I checked the alignments results in log.final.out:
for the samples with assigned alignment around 35 % Uniquely mapped reads % ~ 70-75 % % of reads mapped to multiple loci ~ 25-30%
for the samples with assigned alignment around 1 % Uniquely mapped reads % ~ 15-20 % % of reads mapped to multiple loci ~ 75 - 80 %
Aligned.sortedByCoord.out.bam
for the samples with assigned alignment around 35 % size around 5 000 000 000 bytes
for the samples with assigned alignment around 1 % size around 40 000 000 000 bytes
Questions:
- Is having around 35-36% assigned alignments normal?
- Why do few samples have so low assigned alignments in -s 0 option and not at all assigned alignments in s- 2?
- Why do the difference in Uniquely mapped reads and % of reads mapped to multiple loci have opposite values (%) in samples with 35% assigned alignments compared to samples with 1% assigned alignments?

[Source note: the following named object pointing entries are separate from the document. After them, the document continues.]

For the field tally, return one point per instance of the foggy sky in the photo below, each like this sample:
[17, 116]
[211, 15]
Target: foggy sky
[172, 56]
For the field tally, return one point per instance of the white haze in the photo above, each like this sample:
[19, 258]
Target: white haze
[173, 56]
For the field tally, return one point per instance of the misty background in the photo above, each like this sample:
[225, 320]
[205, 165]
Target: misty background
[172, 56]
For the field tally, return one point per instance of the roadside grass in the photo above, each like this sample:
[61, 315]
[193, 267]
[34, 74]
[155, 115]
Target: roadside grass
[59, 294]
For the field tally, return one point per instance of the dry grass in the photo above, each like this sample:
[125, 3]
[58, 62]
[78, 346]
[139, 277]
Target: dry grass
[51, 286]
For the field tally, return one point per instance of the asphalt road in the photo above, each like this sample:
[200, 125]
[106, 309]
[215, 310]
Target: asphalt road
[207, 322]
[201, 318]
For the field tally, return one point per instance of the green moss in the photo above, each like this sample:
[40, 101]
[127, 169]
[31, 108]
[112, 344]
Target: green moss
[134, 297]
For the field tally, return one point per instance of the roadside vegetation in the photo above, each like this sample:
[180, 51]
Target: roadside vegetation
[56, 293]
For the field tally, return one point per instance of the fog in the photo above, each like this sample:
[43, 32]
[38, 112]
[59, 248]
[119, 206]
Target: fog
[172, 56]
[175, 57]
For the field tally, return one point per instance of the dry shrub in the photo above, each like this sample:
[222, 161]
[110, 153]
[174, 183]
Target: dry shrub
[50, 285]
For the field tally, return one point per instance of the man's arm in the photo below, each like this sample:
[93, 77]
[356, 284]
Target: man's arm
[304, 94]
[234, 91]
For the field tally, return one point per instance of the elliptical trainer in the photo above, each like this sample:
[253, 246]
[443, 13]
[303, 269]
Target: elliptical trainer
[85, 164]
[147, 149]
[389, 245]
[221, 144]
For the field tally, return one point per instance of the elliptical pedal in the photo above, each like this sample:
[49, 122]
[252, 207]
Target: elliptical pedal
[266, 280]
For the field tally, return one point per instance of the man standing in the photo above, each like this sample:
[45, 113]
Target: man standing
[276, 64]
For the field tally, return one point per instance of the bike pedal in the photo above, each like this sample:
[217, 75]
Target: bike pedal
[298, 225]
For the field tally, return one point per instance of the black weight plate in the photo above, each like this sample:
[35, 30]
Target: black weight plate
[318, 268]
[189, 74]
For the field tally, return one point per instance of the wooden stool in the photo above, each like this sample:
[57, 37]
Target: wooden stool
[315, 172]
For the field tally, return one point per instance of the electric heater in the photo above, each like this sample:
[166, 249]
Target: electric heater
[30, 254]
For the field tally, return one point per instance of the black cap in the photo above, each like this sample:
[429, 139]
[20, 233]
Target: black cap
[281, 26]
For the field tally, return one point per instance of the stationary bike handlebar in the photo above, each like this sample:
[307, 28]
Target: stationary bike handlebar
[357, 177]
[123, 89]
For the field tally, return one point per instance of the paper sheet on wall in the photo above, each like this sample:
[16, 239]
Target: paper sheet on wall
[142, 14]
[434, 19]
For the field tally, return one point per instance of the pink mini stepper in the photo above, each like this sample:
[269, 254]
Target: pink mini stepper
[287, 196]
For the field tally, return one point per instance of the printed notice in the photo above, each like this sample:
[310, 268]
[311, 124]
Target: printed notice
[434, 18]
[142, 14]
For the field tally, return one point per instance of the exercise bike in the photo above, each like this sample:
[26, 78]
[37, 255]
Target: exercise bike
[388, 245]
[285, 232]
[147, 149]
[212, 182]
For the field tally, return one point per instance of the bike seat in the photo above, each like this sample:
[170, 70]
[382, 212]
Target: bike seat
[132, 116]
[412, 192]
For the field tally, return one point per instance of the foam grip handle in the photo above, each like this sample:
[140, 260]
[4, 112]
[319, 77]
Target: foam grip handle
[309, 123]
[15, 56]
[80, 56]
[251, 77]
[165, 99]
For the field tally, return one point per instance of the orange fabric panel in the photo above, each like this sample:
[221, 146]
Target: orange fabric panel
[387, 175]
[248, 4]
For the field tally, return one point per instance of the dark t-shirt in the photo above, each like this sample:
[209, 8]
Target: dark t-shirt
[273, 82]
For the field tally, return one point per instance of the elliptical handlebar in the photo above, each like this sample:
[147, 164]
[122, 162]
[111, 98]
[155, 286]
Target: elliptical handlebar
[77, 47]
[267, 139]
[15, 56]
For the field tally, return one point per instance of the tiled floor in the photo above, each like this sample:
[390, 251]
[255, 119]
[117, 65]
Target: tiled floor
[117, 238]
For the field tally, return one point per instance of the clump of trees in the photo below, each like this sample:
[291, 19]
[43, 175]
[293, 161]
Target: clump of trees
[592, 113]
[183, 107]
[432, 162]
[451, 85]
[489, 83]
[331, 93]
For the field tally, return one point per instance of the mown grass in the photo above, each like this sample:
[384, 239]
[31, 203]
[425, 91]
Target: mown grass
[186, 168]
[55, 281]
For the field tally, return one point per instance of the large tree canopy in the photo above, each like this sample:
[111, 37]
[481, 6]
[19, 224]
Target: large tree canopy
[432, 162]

I hope I have explained my issue clearly enough to make it understandable. Best regards, Francesca
#!/bin/bash
# MAKE NEW DIRECTORY FOR EACH SAMPLE IN ALIGNMENTS FOLDER
mkdir -p /ludc/Active_Projects/PONA/Private/Update_2024/Alignments/1334_S11/
# RUN STAR FOR EACH SAMPLE
/ludc/Tools/Software/STAR/2.7.1a/bin/STAR --genomeDir /ludc/Active_Projects/PONA/Private/Update_2024/Reference_genome/Release_46_GRCh38.p14 \
--sjdbGTFfile /ludc/Active_Projects/PONA/Private/Update_2024/Reference_genome/Release_46_GRCh38.p14/gencode.v46.primary_assembly.basic.annotation.gtf \
--readFilesIn \
/ludc/Raw_Data_Archive/Sequencing/Rna_Seq/FoetalforNCD/Raw_Content/fastq/1334/1334_S11_R1_001.fastq.gz \
/ludc/Raw_Data_Archive/Sequencing/Rna_Seq/FoetalforNCD/Raw_Content/fastq/1334/1334_S11_R2_001.fastq.gz \
--outFilterMismatchNmax 20 --outFilterType BySJout --runThreadN 12 --alignSJDBoverhangMin 1 --sjdbOverhang 99 --outFilterMismatchNoverLmax 0.04 --outSAMtype BAM SortedByCoordinate --alignIntronMin 20 --alignIntronMax 1000000 --outReadsUnmapped Fastx --readFilesCommand zcat \
--outSAMstrandField intronMotif \
--outFileNamePrefix /ludc/Active_Projects/PONA/Private/Update_2024/Alignments/1334_S11/
# RUN FEATURECOUNTS FOR EACH SAMPLE
echo FEATURECOUNTS IS WORKING WITH SAMPLE 1334_S11
/ludc/Tools/Software/Subread/1.6.4/bin/featureCounts -a /ludc/Active_Projects/PONA/Private/Update_2024/Reference_genome/Release_46_GRCh38.p14/gencode.v46.primary_assembly.basic.annotation.gtf \
/ludc/Active_Projects/PONA/Private/Update_2024/Alignments/1334_S11/Aligned.sortedByCoord.out.bam -p -T 12 -s 0 -C -O \
-o /ludc/Active_Projects/PONA/Private/Update_2024/Counts/featureCounts_Gene/1334_S11.gene_counts.txt
# RUN FEATURECOUNTS FOR EACH SAMPLE ON EXON LEVEL
echo FEATURECOUNTS IS WORKING WITH SAMPLE 1334_S11
/ludc/Tools/Software/Subread/1.6.4/bin/featureCounts -a /ludc/Active_Projects/PONA/Private/Update_2024/Reference_genome/Release_46_GRCh38.p14/gencode.v46.primary_assembly.basic.annotation.gtf \
/ludc/Active_Projects/PONA/Private/Update_2024/Alignments/1334_S11/Aligned.sortedByCoord.out.bam -p -f -T 12 -s 0 -C -O \
-o /ludc/Active_Projects/PONA/Private/Update_2024/Counts/featureCounts_Exon/1334_S11.exon_counts.txt
echo ANALYSIS FOR SAMPLE 1334_S11 IS FINISHED
At least from my experience, given these are (I assume) human samples and the GRCh38 reference genome, I would expect a much higher % of uniquely mapped reads (from the STAR mapping output). I would suggest running something like
FastQC
on the FASTQ files to check if there might some oddities in the raw reads.The
-s 0/1/2
depend on how your library was prepped. If it was stranded then you need to choose either-s 1
(forward) or-s 2
reverse. Since you also haveR1
andR2
i.e. paired-end, it might also be good to include-p
and--countreadpairs
in the featureCoutns command.From some other posts (e.g. STAR output - high multi-mapping, low alignment (human)) the high % of multiple-mapped loci could also be due to rRNA sequences, which could also be investigated.